ユニクロなどを展開するファーストリテイリングは3月に報酬を改定し、国内社員の年収を約40%引き上げた。
新入社員については初任給を月25万5000円から30万円に引き上げることで、年収も約18%アップしている。
入社1年目から2年目に就任する新人店長は、月収29万円を39万円に引き上げ、年収で約36%のアップとなった。その他の従業員も、年収で数%から約40%の範囲でアップした。
この報酬改定の理由について、同社は「成長意欲と能力ある従業員一人ひとりにフェアに報い、企業としての世界水準での競争力と成長力を強化するため」と説明している。
組織の働き方も見直し、各国・地域の本部がグローバルに、それぞれの現場と連携して問題解決を推進しやすい組織や働き方、フラットで機動性が高い組織構造などをつくっていくという。
ファーストリテイリングは2月、企業のダイバーシティー&インクルージョン(以下:D&I)推進の取り組みを評価する「D&Iアワード2022」で、ダイバーシティスコア96点(100点満点)を獲得。最高評価の「ベストワークプレイス」に認定された。

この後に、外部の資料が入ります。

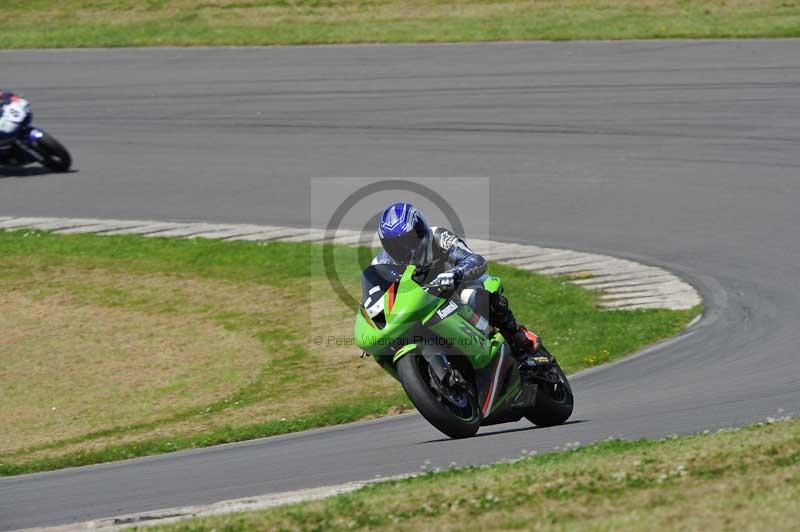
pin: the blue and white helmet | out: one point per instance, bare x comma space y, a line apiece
404, 233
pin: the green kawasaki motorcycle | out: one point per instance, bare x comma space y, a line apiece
457, 370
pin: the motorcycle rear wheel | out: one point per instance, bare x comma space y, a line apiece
457, 417
55, 156
554, 402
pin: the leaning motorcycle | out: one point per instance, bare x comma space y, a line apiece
456, 369
30, 144
34, 145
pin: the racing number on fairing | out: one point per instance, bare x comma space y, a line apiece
14, 113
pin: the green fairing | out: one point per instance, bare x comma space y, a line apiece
402, 351
492, 284
413, 308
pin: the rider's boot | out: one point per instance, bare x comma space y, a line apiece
523, 342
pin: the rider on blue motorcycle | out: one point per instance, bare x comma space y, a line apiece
444, 259
15, 114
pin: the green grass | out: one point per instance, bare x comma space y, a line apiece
114, 347
745, 479
92, 23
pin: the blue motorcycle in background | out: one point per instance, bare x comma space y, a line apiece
22, 143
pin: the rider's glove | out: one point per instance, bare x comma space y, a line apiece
447, 279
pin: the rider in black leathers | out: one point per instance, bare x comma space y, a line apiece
443, 258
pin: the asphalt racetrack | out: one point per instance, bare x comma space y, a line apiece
683, 153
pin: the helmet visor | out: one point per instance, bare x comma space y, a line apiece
403, 248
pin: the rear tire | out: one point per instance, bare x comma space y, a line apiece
453, 420
554, 403
55, 155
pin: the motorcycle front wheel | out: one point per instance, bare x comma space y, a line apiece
54, 155
455, 413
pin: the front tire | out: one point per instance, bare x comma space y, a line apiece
456, 414
55, 155
554, 401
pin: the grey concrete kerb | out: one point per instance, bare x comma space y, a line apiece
623, 284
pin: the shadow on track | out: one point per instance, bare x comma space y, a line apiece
506, 431
28, 171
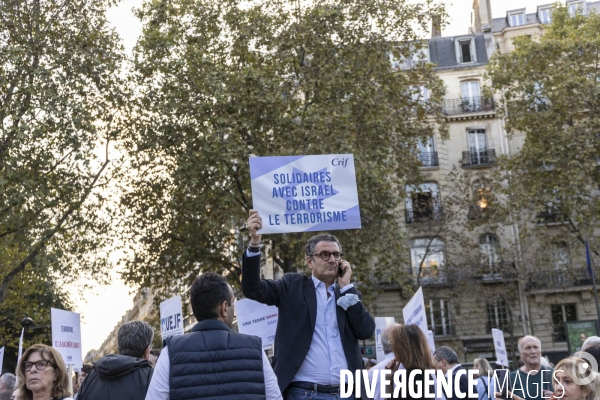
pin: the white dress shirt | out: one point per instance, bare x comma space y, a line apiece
159, 388
325, 358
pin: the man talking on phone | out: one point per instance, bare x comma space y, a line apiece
321, 318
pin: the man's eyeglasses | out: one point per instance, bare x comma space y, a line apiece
39, 365
326, 254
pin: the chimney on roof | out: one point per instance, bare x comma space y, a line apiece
482, 21
436, 26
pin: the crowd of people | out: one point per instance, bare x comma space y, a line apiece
321, 321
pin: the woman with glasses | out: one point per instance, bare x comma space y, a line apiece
42, 375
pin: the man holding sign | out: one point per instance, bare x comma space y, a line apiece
321, 318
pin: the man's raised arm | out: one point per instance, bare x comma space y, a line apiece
253, 287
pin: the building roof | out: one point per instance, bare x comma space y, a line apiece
442, 51
499, 24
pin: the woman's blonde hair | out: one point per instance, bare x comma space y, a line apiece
581, 373
410, 347
60, 387
483, 366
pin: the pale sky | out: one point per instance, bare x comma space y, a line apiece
105, 305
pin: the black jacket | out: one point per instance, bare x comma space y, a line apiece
212, 362
296, 298
117, 377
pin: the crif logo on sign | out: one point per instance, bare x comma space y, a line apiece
305, 193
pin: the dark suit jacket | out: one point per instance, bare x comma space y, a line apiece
295, 296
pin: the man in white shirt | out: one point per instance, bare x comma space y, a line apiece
211, 360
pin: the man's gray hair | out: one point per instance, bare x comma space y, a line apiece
446, 353
591, 341
385, 338
133, 338
311, 245
9, 380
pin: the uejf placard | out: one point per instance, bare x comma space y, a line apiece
66, 336
305, 193
171, 317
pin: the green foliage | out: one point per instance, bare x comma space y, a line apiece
551, 90
60, 94
220, 81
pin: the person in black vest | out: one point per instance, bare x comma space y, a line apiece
212, 361
321, 317
125, 375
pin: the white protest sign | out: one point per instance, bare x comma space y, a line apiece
305, 193
501, 354
257, 319
171, 317
20, 353
380, 324
414, 312
66, 336
430, 341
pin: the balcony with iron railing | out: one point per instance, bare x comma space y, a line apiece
429, 275
567, 277
479, 158
468, 105
428, 159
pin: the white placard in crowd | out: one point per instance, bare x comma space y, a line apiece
430, 341
66, 336
171, 317
305, 193
380, 324
257, 319
500, 346
414, 312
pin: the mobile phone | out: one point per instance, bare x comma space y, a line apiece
340, 270
503, 381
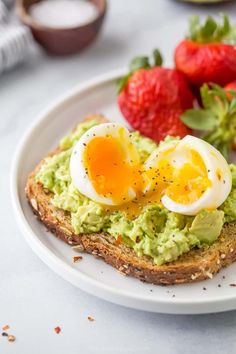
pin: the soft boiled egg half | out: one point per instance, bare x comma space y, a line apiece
104, 165
185, 175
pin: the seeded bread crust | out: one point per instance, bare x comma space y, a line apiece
196, 265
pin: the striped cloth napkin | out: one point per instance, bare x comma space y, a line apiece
15, 39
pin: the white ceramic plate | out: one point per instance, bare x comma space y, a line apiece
93, 275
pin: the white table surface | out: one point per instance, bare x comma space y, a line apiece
33, 300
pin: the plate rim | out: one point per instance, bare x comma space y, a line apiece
93, 286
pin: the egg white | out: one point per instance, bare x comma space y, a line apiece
214, 195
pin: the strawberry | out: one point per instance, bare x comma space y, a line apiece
152, 98
207, 55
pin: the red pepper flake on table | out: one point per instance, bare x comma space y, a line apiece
77, 259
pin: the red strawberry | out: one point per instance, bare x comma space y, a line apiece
153, 98
206, 56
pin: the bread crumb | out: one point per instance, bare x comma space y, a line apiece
11, 338
76, 259
5, 328
209, 274
91, 319
79, 248
34, 204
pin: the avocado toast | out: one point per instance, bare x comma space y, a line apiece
193, 265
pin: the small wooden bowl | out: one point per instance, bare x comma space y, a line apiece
62, 41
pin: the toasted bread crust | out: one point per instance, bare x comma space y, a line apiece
196, 265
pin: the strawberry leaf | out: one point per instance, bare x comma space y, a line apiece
158, 60
141, 62
217, 117
211, 31
199, 119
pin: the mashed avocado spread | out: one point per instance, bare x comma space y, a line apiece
155, 232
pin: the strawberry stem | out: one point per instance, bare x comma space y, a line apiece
211, 31
138, 63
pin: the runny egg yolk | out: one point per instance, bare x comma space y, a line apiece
111, 170
184, 185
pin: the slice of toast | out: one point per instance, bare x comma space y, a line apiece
198, 264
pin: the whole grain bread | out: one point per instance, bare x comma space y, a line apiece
196, 265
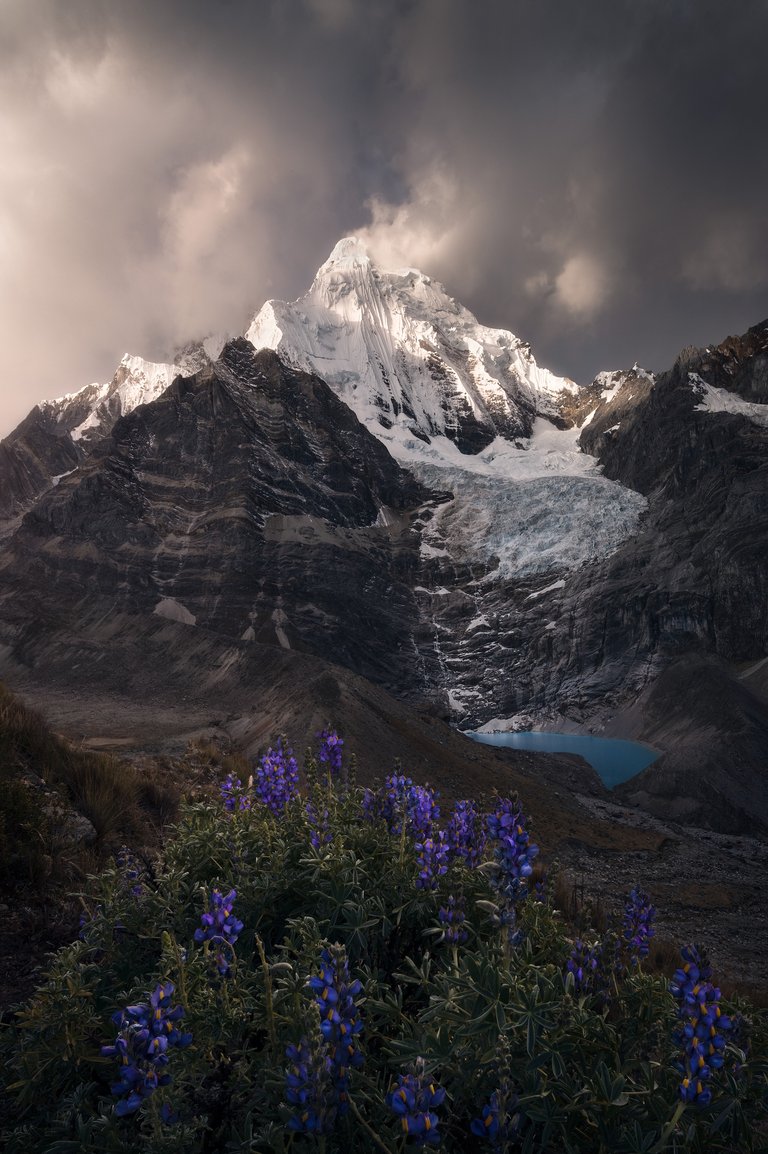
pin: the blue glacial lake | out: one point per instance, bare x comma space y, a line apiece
612, 759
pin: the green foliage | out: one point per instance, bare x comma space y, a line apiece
590, 1073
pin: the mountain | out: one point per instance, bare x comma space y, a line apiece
394, 489
407, 359
58, 434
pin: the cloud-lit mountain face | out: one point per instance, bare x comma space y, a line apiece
595, 184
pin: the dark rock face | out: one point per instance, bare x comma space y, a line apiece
29, 457
655, 636
248, 501
249, 504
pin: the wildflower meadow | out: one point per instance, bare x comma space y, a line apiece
313, 966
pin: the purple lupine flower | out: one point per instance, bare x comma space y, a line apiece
414, 1101
638, 924
452, 916
309, 1087
340, 1023
276, 780
330, 752
422, 810
497, 1123
369, 804
513, 853
317, 1081
220, 928
144, 1035
466, 833
513, 849
400, 800
431, 857
704, 1026
233, 795
391, 801
320, 827
132, 871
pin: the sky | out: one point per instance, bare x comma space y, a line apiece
592, 175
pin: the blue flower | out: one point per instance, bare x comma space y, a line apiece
431, 857
309, 1087
638, 924
330, 752
586, 964
145, 1032
317, 1081
465, 833
340, 1023
233, 795
497, 1123
276, 779
414, 1101
220, 928
513, 853
705, 1026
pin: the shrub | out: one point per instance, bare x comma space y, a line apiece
353, 976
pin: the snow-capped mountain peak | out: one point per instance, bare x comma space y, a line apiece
408, 359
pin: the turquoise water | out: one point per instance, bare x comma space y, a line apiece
614, 761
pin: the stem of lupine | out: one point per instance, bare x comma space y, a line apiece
661, 1145
374, 1137
268, 991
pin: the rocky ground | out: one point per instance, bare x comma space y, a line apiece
707, 886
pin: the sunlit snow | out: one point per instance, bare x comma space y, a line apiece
721, 401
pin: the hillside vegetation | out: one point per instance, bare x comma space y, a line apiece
308, 965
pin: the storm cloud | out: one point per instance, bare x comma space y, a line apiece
593, 177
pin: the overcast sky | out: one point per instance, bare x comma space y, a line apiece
592, 174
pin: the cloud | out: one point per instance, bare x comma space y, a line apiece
581, 286
594, 184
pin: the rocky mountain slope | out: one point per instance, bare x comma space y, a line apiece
442, 516
57, 435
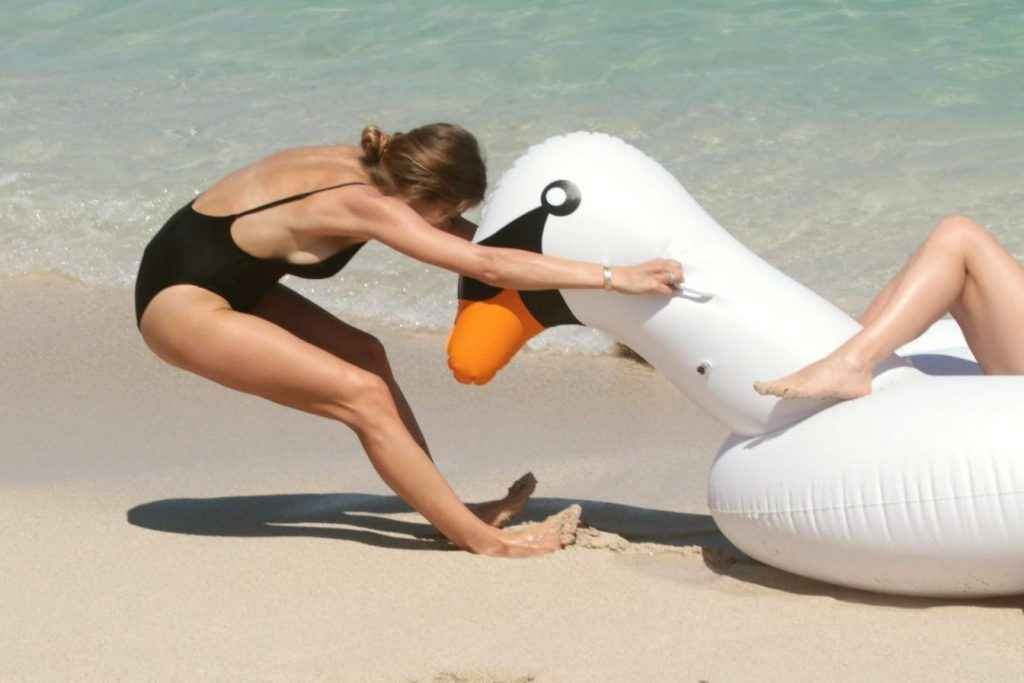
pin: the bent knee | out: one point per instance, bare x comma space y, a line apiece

同社が2022年11月に東京都内で開催したサステナビリティ説明会では、取締役でグループ上席執行役員の柳井康治氏とともに、グループ執行役員を務め、ファーストリテイリングUSAで人事や法務を担当するChief Administrative Officerのセレーナ・ペック氏が登壇。米国での人材育成やD&Iの取り組みについて説明した。セレーナ・ペック氏からの報告を、お伝えする。
女性管理職比率を50%に
「女性に力を持っていただいて、次世代のリーダーシップを担っていただくことに熱意を持っています。女性のリーダーが経営陣の50%を占めることを、グローバルベースで遅くとも30年末までには達成します」
サステナビリティ説明会でセレーナ・ペック氏は、女性リーダーの育成について、こう語った。同社がグローバルで進める重要なアジェンダに掲げているのが、女性管理職比率の向上だ。
女性管理職比率は、14年は19%だった。それが、22年8月現在では43.7%まで上昇した。北米エリアではD&Iに重点的に取り組んでいて、その中でも女性の能力を引き出すことに力を入れているという。
一般的に日本の企業はジェンダーギャップ指数が低い水準にあり、D&Iの取り組みが遅れている。日本の企業ということで、グローバルでの競争力に影響が出る可能性もあるが、そうならないためにもダイバーシティーを優先する必要があるとセレーナ・ペック氏は語った。
「グローバルでナンバーワンになるためには、ダイバーシティーを優先付けする必要があります。日本の企業なので、時として難しい場面もあると思います。十分に理解できないこともあるかもしれません。それでも毎日努力して、ジェンダーギャップを縮めようとしています。
管理職の女性比率を上げることについては期待感を持っています。雇用や昇進、ジェンダーに関する多様化についてつねに検討し、本社や各地域でも展開できるように取り組んでいます」
社員1人あたり月1000ドルまで育児費用を負担
ファーストリテイリングは、米国とカナダについては北米の組織として一つに統合している。23年1月にはD&I専任のマネジャーを米国に配置した。
米国ではこれまでも女性従業員の声を聞き、さまざまな制度を導入している。その一つが、新型コロナウイルスの感染拡大を受けて導入した育児支援制度だ。
「21年に多くの女性から寄せられたのが、パンデミックの影響で育児サービスへのアクセスが困難になったということです。そこで、社員1人あたり月1000ドル(4月10日現在、日本円で約13万2584円)まで育児費用を直接負担する育児支援制度を導入しました。